Es war eine Nacht im November. Dem Nebel eigentümliche Schatten folgend, erreichte er die Kneipe. Doch diese Nacht fühlte sich anders an. Das sonst beruhigende Flackern des Tresenlichts schien ihm ein Warnsignal zu sein. Aber er schüttelte sein Unbehagen ab und trat ein.

Als er die Schwelle überschritt, durchfuhr ihn ein eisiger Schauer. Die Kneipe war leer. Nicht einmal der gewohnte Barkeeper war da. Im hinteren Teil des Raumes jedoch, im Dunst des schwachen Lichtes, saß eine stille Gestalt allein an einem Tisch. Jonas atmete tief ein und gesellte sich vorsichtig dazu.

Der Unbekannte blickte auf, nur sein leuchtendes linkes Auge war in der Dunkelheit zu erkennen. Das rechte blieb verborgen im Schatten. Eine lange Narbe zog sich über sein bleiches Gesicht und endete an seinem gräulichen Bart. Die Gestalt nickte Jonas flüchtig zu und wandte sich wieder seinem trüben Glas zu.

Der Fremde stellte sich als Bart vor und begann, Geschichten zu erzählen. Von seiner Vergangenheit, Kriegen, die er erlebt hatte, von Liebe und dem Verlust, den er erfahren hatte. Jede Geschichte schien einen Schatten auf die Wände der Kneipe zu werfen.

Jonas lauschte, gefangen in einem Strudel aus Schauder und Faszination. Der Fremde sprach weiter, seine Stimme, sanft und ruhig, doch der Schmerz in seinen Worten war greifbar. Stunden vergingen. Und als Jonas auf die Uhr blickte, erstarrte sein Blut.

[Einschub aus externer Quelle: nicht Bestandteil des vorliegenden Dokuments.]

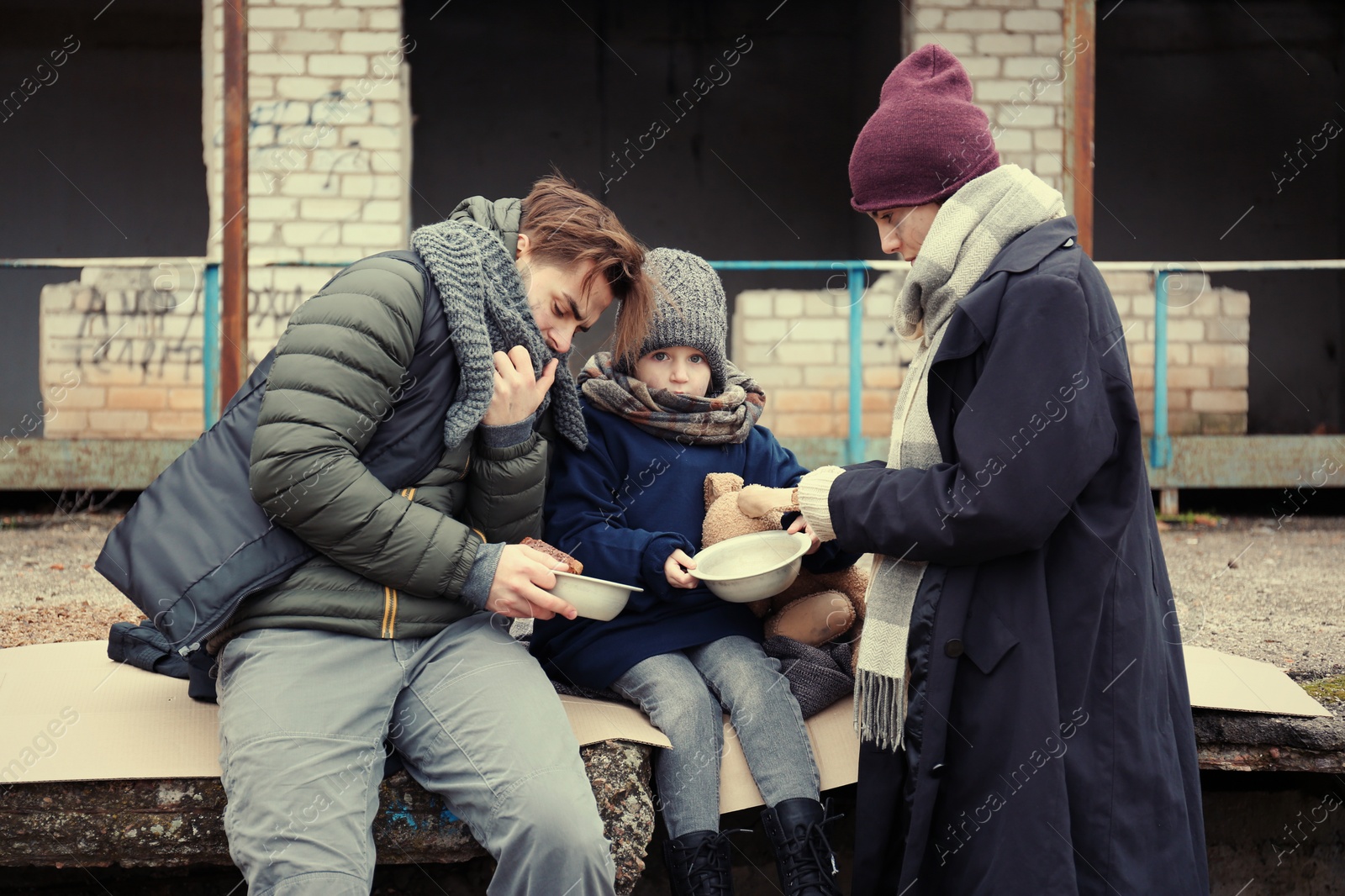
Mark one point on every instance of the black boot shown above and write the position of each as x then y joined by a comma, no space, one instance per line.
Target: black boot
798,833
699,864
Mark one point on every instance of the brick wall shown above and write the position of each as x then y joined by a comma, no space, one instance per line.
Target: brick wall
330,128
1015,51
797,346
329,181
121,349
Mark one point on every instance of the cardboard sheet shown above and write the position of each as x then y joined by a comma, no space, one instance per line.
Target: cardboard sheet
1223,681
71,714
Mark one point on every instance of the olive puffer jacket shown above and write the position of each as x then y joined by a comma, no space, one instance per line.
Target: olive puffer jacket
392,562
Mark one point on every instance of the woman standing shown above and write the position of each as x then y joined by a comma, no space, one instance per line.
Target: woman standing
1021,694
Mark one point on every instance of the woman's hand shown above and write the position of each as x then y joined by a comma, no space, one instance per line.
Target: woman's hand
802,525
677,576
520,588
518,390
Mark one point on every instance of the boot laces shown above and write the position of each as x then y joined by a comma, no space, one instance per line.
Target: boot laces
810,864
704,873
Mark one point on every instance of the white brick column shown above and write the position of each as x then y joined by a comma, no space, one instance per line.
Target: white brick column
330,128
1015,54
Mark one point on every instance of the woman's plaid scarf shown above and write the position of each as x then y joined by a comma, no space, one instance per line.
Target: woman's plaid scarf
724,420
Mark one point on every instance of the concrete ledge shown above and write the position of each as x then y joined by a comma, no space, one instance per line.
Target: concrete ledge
177,822
1253,741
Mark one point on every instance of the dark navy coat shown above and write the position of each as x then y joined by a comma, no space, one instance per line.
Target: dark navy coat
1049,744
614,509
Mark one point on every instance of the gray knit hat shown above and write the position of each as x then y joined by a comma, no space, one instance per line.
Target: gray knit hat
692,308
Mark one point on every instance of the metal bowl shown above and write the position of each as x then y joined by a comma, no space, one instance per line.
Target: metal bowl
746,568
592,598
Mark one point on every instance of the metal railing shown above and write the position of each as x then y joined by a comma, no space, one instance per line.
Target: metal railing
854,271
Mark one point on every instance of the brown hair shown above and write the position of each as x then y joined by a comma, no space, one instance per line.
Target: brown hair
569,228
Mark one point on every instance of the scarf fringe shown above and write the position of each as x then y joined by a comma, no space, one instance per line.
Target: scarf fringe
880,709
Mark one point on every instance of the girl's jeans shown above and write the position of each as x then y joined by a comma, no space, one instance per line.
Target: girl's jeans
683,693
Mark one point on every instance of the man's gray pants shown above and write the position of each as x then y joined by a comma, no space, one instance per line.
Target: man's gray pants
303,717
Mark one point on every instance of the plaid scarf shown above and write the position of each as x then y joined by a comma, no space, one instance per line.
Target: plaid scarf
724,420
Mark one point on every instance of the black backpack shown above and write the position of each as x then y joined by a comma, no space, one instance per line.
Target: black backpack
195,544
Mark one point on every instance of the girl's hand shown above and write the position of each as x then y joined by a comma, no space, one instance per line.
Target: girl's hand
677,576
802,525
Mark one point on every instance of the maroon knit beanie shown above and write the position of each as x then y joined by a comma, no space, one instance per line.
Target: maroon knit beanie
927,138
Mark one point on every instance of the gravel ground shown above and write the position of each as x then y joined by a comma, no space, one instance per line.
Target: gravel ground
1243,587
1263,593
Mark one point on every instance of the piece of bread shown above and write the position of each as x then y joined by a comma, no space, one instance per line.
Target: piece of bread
571,564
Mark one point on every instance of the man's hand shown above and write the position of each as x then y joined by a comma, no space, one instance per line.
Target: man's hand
521,582
677,576
518,390
802,525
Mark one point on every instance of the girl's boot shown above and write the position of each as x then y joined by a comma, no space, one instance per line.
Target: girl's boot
798,833
699,864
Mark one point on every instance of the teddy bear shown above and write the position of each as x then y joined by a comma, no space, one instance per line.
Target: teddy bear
818,607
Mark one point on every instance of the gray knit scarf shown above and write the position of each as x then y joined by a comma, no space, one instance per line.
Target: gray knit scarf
972,228
488,311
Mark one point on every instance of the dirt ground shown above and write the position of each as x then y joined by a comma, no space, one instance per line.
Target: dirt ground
1247,587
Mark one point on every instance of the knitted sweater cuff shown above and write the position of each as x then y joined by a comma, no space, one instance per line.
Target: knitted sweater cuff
814,499
477,589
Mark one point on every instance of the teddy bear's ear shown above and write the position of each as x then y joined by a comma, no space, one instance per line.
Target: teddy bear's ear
717,485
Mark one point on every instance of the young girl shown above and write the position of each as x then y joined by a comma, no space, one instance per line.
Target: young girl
630,509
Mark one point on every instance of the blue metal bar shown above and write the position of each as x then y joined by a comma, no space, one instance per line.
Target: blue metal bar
783,266
210,349
856,276
1161,447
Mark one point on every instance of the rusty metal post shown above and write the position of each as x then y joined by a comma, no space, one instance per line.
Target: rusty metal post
1080,80
233,318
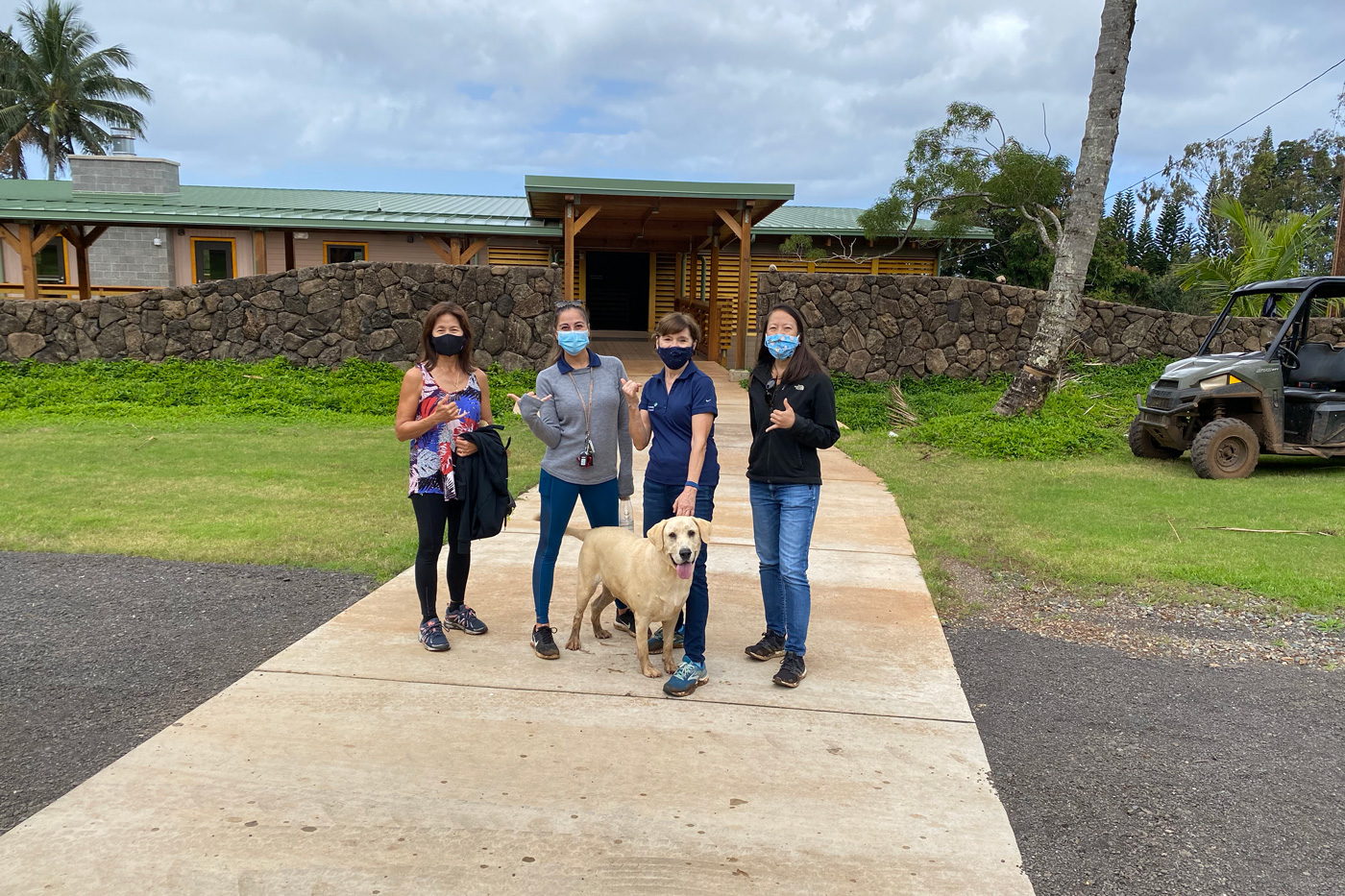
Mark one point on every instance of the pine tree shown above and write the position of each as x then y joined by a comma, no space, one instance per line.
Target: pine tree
1146,249
1123,214
1167,235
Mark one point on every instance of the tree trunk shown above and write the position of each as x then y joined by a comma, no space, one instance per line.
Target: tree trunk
1033,379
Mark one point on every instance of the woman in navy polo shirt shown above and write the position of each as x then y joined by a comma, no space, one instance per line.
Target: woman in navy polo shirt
676,408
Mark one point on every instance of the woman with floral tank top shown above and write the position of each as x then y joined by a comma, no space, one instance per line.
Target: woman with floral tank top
441,397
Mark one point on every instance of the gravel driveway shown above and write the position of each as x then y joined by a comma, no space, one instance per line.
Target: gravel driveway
98,653
1157,777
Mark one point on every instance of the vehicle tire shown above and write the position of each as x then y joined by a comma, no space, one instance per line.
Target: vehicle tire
1224,448
1142,443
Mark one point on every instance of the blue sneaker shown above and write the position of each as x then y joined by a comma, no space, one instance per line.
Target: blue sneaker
656,641
688,677
432,635
466,621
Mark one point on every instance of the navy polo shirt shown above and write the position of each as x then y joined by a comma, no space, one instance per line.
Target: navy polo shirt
670,422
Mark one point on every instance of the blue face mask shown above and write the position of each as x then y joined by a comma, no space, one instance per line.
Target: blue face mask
675,356
574,341
782,345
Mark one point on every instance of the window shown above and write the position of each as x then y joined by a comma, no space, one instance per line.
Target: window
211,258
339,252
51,261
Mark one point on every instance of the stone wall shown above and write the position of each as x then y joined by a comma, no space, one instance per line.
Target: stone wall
312,316
878,327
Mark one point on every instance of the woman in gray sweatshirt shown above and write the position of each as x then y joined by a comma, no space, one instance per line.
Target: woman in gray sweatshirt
580,413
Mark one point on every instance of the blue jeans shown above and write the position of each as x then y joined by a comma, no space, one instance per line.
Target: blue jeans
558,496
782,526
658,505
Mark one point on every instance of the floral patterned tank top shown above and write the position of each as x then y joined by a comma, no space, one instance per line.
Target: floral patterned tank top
432,451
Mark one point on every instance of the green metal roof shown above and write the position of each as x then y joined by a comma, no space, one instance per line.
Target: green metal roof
686,188
266,207
837,222
400,211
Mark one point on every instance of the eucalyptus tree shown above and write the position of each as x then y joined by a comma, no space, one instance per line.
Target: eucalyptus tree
58,91
1075,245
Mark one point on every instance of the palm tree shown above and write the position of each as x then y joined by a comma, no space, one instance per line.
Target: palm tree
1263,251
58,91
1032,382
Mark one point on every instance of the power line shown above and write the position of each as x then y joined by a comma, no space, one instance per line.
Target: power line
1338,62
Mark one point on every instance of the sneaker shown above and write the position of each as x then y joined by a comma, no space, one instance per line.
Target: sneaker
770,646
432,635
656,641
544,644
466,621
791,670
688,677
625,620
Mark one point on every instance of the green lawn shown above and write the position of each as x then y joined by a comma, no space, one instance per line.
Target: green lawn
1112,520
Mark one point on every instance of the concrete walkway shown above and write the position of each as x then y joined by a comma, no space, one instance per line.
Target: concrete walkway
354,762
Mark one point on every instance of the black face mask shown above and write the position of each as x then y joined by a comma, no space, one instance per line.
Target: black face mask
448,345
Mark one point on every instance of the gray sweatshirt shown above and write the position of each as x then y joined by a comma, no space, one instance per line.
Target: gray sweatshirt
560,422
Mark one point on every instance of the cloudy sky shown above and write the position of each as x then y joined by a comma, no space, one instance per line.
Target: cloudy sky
446,96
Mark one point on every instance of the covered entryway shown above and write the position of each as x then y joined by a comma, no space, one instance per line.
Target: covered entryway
618,289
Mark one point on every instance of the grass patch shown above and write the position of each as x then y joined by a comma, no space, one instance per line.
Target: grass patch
1112,520
218,460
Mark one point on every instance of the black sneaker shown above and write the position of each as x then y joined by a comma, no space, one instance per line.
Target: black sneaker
432,635
770,646
791,670
466,621
625,620
544,644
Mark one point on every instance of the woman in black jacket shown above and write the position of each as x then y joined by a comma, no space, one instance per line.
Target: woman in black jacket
794,413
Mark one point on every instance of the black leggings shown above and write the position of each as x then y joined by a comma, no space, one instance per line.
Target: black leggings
432,512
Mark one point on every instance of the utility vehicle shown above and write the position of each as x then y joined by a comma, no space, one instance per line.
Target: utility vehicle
1227,409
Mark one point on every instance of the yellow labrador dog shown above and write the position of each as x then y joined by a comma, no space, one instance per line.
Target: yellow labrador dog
652,574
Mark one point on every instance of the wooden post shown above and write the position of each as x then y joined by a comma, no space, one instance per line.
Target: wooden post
713,336
568,271
26,261
744,285
1338,254
258,252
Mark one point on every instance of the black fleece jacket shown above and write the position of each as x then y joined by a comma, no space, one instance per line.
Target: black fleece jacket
790,456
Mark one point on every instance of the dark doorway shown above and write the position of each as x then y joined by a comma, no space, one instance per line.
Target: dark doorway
618,289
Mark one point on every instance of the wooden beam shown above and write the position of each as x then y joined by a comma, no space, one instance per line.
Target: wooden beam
258,252
744,287
27,262
9,235
471,251
47,234
584,218
729,222
437,245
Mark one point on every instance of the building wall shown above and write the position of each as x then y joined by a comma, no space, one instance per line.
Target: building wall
128,257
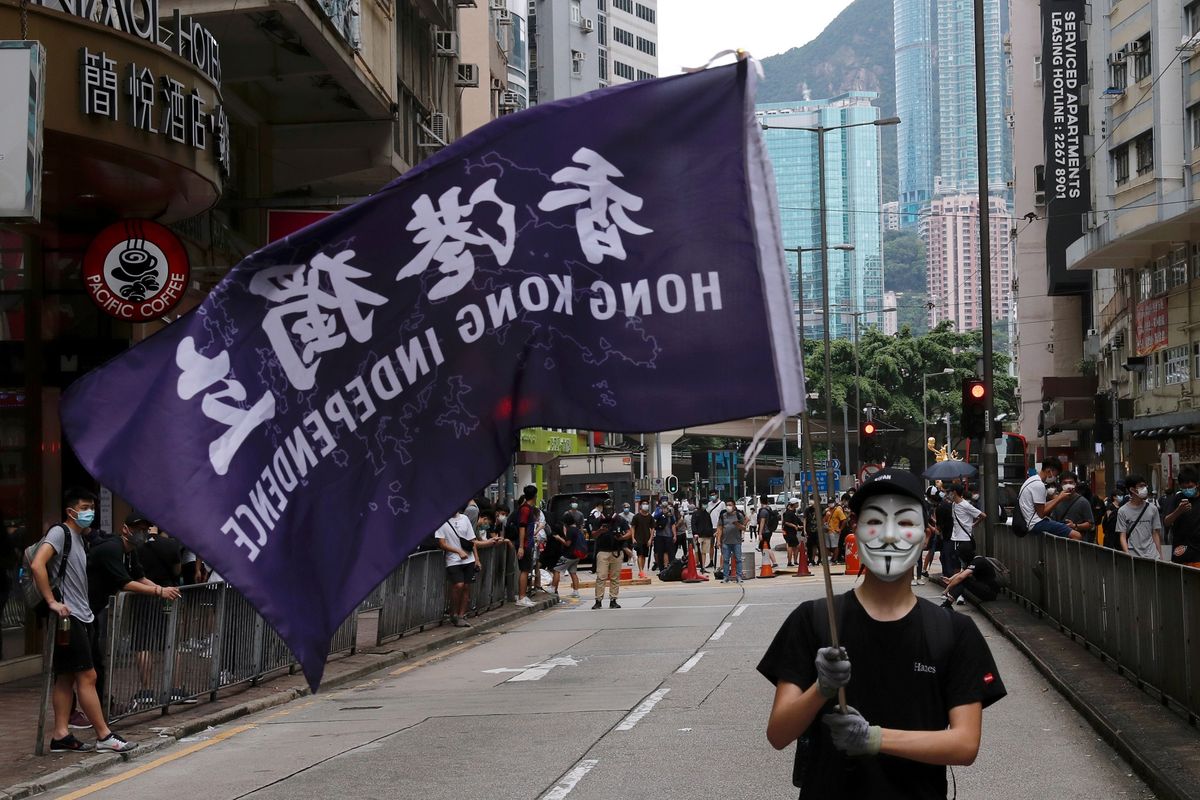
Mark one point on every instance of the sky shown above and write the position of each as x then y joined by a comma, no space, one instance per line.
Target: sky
691,31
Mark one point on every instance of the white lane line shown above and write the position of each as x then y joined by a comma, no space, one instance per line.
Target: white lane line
642,710
564,787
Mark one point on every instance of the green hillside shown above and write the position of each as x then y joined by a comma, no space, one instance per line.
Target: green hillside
855,53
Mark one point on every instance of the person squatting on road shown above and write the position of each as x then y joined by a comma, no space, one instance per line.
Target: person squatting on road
917,677
611,536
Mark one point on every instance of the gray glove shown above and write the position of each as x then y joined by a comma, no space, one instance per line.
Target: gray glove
833,671
851,734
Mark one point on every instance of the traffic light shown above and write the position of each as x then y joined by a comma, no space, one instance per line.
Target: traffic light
975,408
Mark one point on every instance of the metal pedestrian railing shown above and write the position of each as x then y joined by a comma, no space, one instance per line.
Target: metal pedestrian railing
1143,615
160,653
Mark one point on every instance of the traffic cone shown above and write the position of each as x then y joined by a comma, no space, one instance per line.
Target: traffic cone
768,569
802,566
690,575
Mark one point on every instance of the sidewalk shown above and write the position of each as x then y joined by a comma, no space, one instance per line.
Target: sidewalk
1158,744
22,774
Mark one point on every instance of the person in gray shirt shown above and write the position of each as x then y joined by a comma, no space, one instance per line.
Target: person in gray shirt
1074,509
1138,522
69,607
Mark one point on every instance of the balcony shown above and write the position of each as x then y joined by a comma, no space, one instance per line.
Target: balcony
316,77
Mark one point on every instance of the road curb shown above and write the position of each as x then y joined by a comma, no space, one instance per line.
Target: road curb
1157,779
168,737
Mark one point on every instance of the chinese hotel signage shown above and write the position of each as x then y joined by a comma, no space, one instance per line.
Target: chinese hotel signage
161,104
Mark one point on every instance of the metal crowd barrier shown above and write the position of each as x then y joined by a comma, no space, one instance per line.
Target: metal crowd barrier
160,653
1137,613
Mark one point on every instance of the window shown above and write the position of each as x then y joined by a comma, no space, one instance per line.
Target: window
1179,266
1175,361
1121,164
1119,74
1145,148
1143,64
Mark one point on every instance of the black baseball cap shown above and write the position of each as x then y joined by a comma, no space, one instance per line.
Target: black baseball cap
888,481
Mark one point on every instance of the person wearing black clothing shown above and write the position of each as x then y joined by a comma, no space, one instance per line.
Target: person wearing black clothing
978,577
921,678
1181,515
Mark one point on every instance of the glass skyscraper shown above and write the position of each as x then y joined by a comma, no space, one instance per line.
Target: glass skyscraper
936,100
853,198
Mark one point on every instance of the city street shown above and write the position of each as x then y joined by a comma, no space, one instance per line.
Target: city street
659,698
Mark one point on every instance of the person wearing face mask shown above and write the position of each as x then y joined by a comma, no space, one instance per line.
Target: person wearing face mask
1074,510
643,529
1139,522
67,600
916,677
1037,500
1183,519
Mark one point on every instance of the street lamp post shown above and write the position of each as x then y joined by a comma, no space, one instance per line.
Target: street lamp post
924,414
821,130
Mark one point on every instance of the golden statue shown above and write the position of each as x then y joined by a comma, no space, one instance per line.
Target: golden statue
942,453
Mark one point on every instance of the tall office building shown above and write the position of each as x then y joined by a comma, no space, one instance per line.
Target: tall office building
577,46
916,66
855,210
951,229
936,100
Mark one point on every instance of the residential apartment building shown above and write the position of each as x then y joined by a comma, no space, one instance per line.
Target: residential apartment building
855,209
1140,245
579,46
952,235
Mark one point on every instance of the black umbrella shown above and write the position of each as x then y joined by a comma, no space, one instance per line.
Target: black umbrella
951,470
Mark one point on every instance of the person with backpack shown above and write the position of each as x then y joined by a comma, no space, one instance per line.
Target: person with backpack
61,554
1035,504
1139,522
916,677
983,577
965,517
768,523
732,523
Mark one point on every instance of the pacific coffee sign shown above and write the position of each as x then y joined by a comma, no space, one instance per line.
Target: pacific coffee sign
136,270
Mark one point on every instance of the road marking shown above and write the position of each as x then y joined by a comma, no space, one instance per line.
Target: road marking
642,710
564,787
156,763
540,671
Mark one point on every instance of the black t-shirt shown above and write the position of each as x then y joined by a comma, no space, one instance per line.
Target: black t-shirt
161,559
1186,529
607,529
895,684
109,567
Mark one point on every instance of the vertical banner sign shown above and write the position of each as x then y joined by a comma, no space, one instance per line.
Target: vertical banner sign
1067,184
347,388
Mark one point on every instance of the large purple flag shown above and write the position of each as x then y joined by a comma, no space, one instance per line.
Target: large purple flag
610,263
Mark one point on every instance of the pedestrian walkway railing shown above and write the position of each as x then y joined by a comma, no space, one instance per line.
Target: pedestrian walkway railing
160,653
414,596
1143,615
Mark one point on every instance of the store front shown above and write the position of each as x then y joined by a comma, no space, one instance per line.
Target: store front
136,142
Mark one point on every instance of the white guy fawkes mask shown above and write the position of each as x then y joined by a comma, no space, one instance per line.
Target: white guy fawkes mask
891,535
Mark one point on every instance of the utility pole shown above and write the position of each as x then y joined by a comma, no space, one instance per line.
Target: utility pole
988,462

Er sah sich um. Die Fotos an den Wänden schienen fast leblos zu sein. Er stützte sich schwer auf den Tisch und der Fremde stoppte inmitten einer Erzählung. Fast blicklos schaute er Jonas an. Er grinste fast unmerklich und fragte: „Glaubst du an Geister, Jonas?“

Jonas zuckte zusammen. Er hatte dem Fremden seinen Namen nie verraten. Ein beklemmendes Gefühl breitete sich in ihm aus. Bevor er antworten konnte, hob Bart seine Hand und zeigte auf ein Bild an der Wand hinter ihm.

„Über 150 Jahre alt“, sagte er. Das Schwarzweißfoto zeigte den Vorraum der Kneipe, damals voller Menschen. Und ganz hinten, an einer Bar… stand Bart. Mit seinem leuchtenden linken Auge und einer Narbe, die sich über sein Gesicht zog. Anders als die anderen auf dem Bild. Er war der einzige, dessen Gestalt dunkler und unscheinbarer war, als wären seine Konturen mit Schatten gemalt.

Jonas konnte keinen klaren Gedanken mehr fassen. Er sprang auf, stürmte aus der Kneipe, ließ das laute Lachen von Bart hinter sich. Doch als er über seine Schulter zurückblickte, war die Kneipe völlig dunkel. Nur im Fenster konnte er für einen Moment Barts Augen aufleuchten sehen. Und dann verschwanden sie.

Bis heute ist die Kneipe an der einsamen Straße verschlossen und taucht nur in den Geschichten der Dorfbewohner auf. Sie flüstern über die Schatten der Vergangenheit, die dort leben, über Bart und über Jonas, der nie wieder das gleiche war. Einige behaupten, sie würden an manchen Neumondnächten einen zarten Lichtschein durch die zugezogenen Vorhänge sehen und das geisterhafte Lachen Barts hören. Doch Jonas schweigt und meidet seitdem jeden Schatten.